Security & data handling
Process the job. Deliver the output. Delete the financial files.
The product architecture is built around a narrow promise: uploaded ledgers are temporary work material. They are not a dataset we want to keep.
What we never ask for
- Your Yardi Breeze username, password, session, or API access.
- Your bank username, password, connection, or aggregator authorization.
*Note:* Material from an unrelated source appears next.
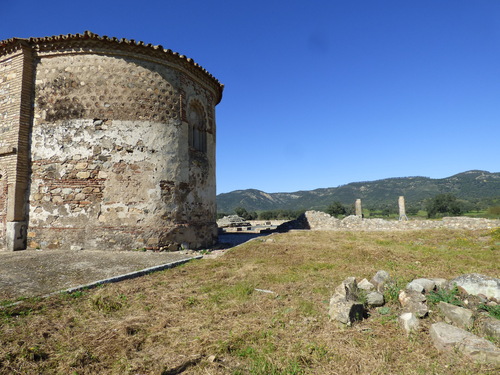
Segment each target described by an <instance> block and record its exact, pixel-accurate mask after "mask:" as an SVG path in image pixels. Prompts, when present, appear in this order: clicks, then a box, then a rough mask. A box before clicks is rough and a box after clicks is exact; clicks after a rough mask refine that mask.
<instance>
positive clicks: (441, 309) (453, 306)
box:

- Permission to scrape or automate either service.
Deletion timeline
| Data | Planned treatment |
|---|---|
| Uploaded financial files | Deleted at job completion; maximum 24-hour object-storage lifecycle backstop. |
| Intermediates | Deleted immediately after processing. |
| Generated PDFs and ZIPs | Deleted after download or 24 hours, whichever comes first. |
| Job metadata | Counts and status retained; no ledger rows or identity-linked amounts. |
| Owner mappings and branding | Retained until you delete them. |
| Owner closing balances | Optional, encrypted, and deletable in Settings. Turn storage off to re-enter opening balances each month. |
Limited use of models
The initial commentary workflow is deterministic. If an optional language-model feature is added later, it is designed to receive only aggregated variance rows such as category, amount, and delta — never owner names, tenant names, or account numbers. Your uploaded financial data is not intended as model-training data.
What still requires verification
This page describes the planned production architecture, not a certification. Production deletion behavior, encryption, access controls, logging, and vendor configuration must be tested before launch. Those launch checks are tracked explicitly rather than implied by marketing language.